If children tables are large? #

In our scenario, person and company are large tables. A straight ALTER TABLE is not feasible. We began this discussion assuming there’s a problem with ALTER in the first place.

Also, for asynchronous online schema changes the situation is much more complex since we need to place more locks.

Can we ALTER the children with Online Schema Change? #

We illustrate what it would take to run an online schema change on each of the large children, concurrently to, and coordinated with, an online schema change on the parent. Break down follows.

When can we start OSC on children? #

We want the children to point their FK to country_ghost. So we must kick the migration on each child after the parent’s migration creates the ghost table, and certainly before cut-over.

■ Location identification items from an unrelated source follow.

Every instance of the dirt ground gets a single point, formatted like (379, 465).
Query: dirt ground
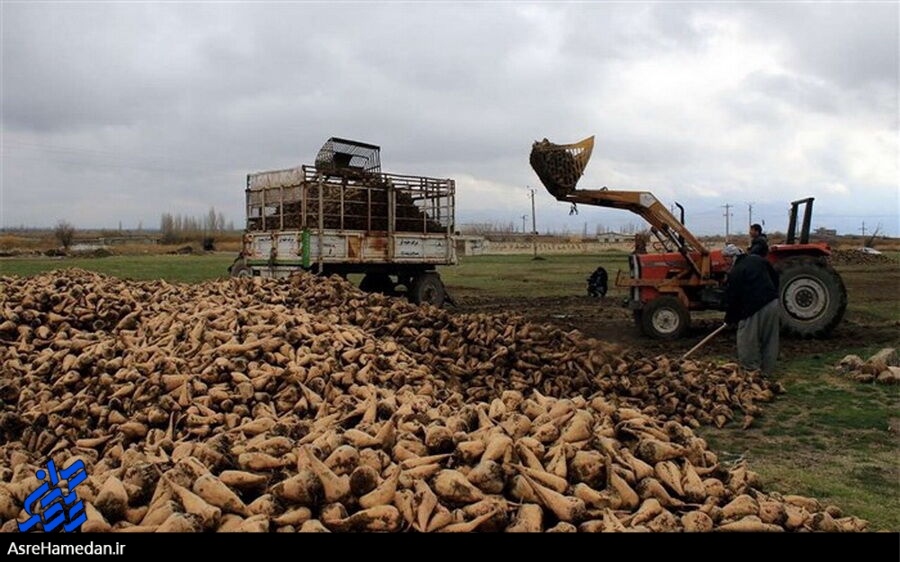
(606, 319)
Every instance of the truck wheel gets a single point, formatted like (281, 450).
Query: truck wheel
(377, 283)
(665, 318)
(813, 296)
(598, 283)
(427, 288)
(240, 269)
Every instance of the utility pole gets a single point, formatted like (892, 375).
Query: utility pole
(533, 225)
(728, 216)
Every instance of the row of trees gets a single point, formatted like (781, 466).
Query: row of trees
(177, 229)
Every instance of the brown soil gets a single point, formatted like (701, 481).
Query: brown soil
(606, 319)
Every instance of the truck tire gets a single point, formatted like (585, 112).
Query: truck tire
(427, 288)
(812, 294)
(664, 318)
(377, 283)
(598, 283)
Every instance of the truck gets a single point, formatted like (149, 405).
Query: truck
(343, 216)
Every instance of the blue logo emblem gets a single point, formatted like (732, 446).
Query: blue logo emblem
(56, 507)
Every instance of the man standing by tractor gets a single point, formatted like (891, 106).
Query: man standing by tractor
(751, 292)
(759, 242)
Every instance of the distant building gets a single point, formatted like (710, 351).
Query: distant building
(613, 237)
(470, 245)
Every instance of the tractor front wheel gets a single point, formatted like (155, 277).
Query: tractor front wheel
(664, 318)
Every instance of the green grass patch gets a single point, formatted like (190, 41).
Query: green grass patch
(828, 437)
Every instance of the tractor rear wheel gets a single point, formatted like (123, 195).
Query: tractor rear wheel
(664, 318)
(813, 296)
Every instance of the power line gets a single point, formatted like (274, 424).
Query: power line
(728, 215)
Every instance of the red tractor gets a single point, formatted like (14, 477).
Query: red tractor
(685, 276)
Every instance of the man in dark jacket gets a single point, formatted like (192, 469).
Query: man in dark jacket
(751, 292)
(759, 243)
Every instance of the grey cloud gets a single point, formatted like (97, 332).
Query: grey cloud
(163, 107)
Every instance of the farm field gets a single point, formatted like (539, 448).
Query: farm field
(827, 437)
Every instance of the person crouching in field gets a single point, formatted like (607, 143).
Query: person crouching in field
(751, 293)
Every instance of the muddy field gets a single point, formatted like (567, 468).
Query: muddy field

Initially, the parent’s ghost table is empty, or barely populated. Isn’t that a problem? Pointing to a parent table which is not even populated? Fortunately for us, we again remember we can disable foreign key checks as our OSC tool populates the child table. Yes, everything is broken at first, but we promise the server and the user that we will figure it all out at cut-over time.

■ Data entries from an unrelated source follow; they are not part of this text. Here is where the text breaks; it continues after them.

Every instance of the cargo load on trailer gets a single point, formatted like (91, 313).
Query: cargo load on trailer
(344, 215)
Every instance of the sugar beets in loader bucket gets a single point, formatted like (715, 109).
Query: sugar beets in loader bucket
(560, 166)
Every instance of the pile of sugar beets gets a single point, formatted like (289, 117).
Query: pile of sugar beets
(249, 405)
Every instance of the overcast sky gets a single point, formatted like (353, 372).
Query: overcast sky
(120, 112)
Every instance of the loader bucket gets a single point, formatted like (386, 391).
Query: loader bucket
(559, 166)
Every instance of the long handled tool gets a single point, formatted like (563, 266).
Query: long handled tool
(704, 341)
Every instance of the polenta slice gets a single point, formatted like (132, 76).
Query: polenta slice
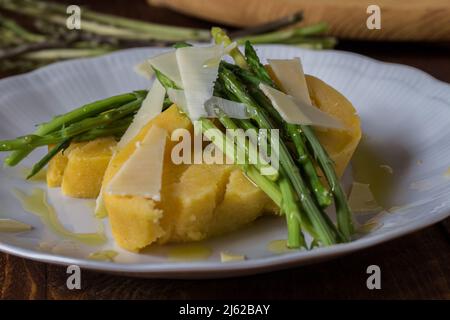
(340, 144)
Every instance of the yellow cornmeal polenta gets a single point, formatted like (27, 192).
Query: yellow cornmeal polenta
(80, 168)
(199, 201)
(340, 144)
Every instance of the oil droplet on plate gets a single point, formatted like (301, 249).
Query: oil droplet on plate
(190, 252)
(104, 255)
(10, 225)
(278, 246)
(369, 168)
(37, 204)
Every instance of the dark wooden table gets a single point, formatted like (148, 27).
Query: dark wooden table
(416, 266)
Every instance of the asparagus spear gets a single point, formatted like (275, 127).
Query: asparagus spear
(326, 231)
(321, 193)
(43, 162)
(33, 141)
(268, 186)
(76, 115)
(328, 235)
(342, 210)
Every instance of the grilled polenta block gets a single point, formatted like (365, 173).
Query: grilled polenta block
(340, 144)
(57, 165)
(136, 221)
(85, 168)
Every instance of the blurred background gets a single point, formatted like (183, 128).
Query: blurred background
(415, 32)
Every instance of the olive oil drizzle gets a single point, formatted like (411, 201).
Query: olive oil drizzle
(37, 204)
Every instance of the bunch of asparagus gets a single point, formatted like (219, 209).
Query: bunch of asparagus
(296, 189)
(22, 49)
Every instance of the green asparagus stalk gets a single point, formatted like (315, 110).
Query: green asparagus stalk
(46, 159)
(34, 141)
(294, 131)
(292, 213)
(107, 25)
(327, 234)
(159, 31)
(76, 115)
(325, 230)
(266, 185)
(220, 37)
(342, 210)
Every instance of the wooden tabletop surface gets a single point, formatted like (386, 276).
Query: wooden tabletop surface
(416, 266)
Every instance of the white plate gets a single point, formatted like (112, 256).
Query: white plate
(404, 113)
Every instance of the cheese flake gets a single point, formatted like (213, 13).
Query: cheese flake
(141, 174)
(150, 108)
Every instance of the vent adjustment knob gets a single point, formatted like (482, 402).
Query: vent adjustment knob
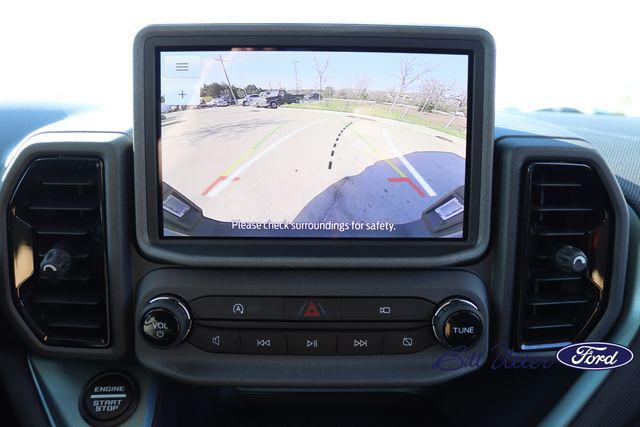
(457, 322)
(570, 259)
(166, 321)
(56, 262)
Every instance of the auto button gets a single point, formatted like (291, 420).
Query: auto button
(239, 308)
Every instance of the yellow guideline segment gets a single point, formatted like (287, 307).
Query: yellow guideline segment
(247, 153)
(377, 153)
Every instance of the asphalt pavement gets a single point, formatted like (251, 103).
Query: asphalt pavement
(248, 164)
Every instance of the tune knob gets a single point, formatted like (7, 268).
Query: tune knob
(571, 259)
(166, 321)
(457, 322)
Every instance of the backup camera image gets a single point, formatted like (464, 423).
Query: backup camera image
(271, 143)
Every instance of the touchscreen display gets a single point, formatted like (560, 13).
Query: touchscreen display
(313, 144)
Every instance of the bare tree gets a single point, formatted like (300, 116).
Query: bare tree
(320, 71)
(435, 92)
(460, 101)
(362, 85)
(410, 72)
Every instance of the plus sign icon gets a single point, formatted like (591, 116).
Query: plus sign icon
(181, 92)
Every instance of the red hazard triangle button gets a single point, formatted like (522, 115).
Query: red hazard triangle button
(312, 310)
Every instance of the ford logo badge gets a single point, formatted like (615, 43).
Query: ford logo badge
(594, 356)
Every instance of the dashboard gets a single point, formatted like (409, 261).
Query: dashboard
(286, 214)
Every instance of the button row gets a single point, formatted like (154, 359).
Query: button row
(310, 342)
(311, 309)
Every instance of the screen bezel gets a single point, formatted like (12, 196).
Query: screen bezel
(256, 251)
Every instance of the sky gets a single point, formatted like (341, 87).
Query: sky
(582, 54)
(273, 69)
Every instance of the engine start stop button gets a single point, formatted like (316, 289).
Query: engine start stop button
(109, 397)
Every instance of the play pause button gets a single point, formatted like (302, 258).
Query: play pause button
(311, 343)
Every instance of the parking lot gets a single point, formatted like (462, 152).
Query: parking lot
(250, 164)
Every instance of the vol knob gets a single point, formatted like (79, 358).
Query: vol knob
(571, 259)
(166, 321)
(457, 322)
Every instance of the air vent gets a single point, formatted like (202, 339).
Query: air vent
(57, 212)
(564, 206)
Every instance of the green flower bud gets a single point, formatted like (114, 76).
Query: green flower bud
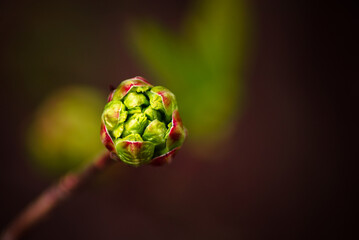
(152, 114)
(155, 132)
(135, 124)
(133, 100)
(135, 110)
(114, 114)
(141, 123)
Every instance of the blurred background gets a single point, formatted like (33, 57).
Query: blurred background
(262, 89)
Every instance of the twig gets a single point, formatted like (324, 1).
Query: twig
(51, 197)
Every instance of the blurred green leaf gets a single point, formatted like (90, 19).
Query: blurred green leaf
(65, 132)
(202, 64)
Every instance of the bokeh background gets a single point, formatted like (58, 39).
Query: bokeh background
(261, 88)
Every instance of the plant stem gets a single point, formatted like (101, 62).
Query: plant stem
(52, 196)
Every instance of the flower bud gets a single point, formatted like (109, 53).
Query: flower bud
(141, 123)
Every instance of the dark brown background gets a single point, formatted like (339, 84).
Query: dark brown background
(282, 176)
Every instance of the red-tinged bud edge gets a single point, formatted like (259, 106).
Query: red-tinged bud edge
(127, 85)
(106, 138)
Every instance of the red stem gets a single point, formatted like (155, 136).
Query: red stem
(51, 197)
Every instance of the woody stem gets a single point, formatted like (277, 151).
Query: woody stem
(52, 197)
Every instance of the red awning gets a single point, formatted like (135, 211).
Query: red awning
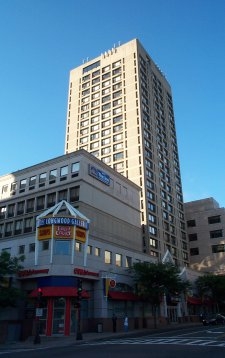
(58, 292)
(123, 296)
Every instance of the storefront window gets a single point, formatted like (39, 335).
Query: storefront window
(59, 315)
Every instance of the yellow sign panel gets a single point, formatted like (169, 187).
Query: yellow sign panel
(44, 233)
(63, 232)
(80, 235)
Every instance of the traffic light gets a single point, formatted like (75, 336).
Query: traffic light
(79, 287)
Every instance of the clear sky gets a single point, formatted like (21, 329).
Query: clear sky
(42, 40)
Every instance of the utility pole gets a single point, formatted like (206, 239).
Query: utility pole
(79, 298)
(38, 313)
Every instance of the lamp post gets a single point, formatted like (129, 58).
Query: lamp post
(79, 298)
(37, 338)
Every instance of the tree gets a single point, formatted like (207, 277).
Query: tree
(212, 287)
(155, 280)
(9, 267)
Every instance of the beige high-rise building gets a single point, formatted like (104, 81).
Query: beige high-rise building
(120, 109)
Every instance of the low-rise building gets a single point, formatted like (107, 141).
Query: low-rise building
(205, 229)
(77, 221)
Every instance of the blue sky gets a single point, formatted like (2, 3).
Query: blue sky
(42, 40)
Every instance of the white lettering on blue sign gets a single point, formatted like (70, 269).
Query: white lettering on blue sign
(62, 221)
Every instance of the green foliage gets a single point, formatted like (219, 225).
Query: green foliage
(9, 267)
(154, 280)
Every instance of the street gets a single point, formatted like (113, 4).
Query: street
(207, 341)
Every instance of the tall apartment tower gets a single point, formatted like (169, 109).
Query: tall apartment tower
(120, 109)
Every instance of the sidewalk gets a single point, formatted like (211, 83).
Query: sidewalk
(60, 341)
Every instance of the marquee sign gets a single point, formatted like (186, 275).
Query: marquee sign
(62, 228)
(66, 220)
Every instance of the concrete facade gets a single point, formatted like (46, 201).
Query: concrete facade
(120, 109)
(110, 202)
(205, 229)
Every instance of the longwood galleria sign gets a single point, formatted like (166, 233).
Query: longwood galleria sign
(61, 228)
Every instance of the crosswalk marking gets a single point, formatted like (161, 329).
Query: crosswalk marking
(158, 341)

So far, looks like we have a plan. We need to catch that notification that country_ghost table is created, and we kick an online migration on person and on company.

When do we cut-over each migration? #

We absolutely can’t cut-over country before person and company are complete. That’s why we embarked on altering the children in the first place. We must have the children’s foreign keys point to country_ghost before cutting it over.

But now, we need to also consider: when is it safe to cut-over person and company? It is only safe to cut-over when referential integrity is guaranteed. We remember that throughout the parent’s migration there’s no such guarantee. surely not while the table gets populated. And for asynchronous-based migrations, even after that, because the ghost table always lags a bit behind the original table.

The only way to provide referential integrity guarantee for asynchronous based migrations is when we place a write lock on the parent table (country). Let’s try that. We lock the table for writes, and sync up country_ghost until we’re satisfied both are in complete sync. Now’s logically a safe time to cut-over the children.

But notice: this is a single, unique time, where we must cut-over all children, or none.

Best case scenario for cutting-over #

In the best scenario, we place a lock on country, sync up country_ghost, hold the lock, then iterate all children, and cut-over each. All children operations are successful. We cut-over the parent.

But this best case scenario depends on getting the best case scenario on each of the children, to its own. Remember, an ALTER on a child table means we have to DROP the child’s old table. Recall the impact it has in production. Now multiply by n children. The ALTER on country, and while holding a write lock,  will need to sustain survive DROP on both person_OLD and company_OLD. This ie best case.

Less than best case scenario is unfortunately a disaster #

We don’t have the room for problems. Suppose person cuts over, and we DROP person_OLD. But then company fails to cut-over. There’s DDL timeout.

We can’t roll back. person is now committed to company_ghost. We can try cutting over company again, and again, and again. But we are not allowed to fail. During these recurring attempts we must keep the lock on country. And try again company. Did it succeed? Good. We can cut-over country and finally remove the lock.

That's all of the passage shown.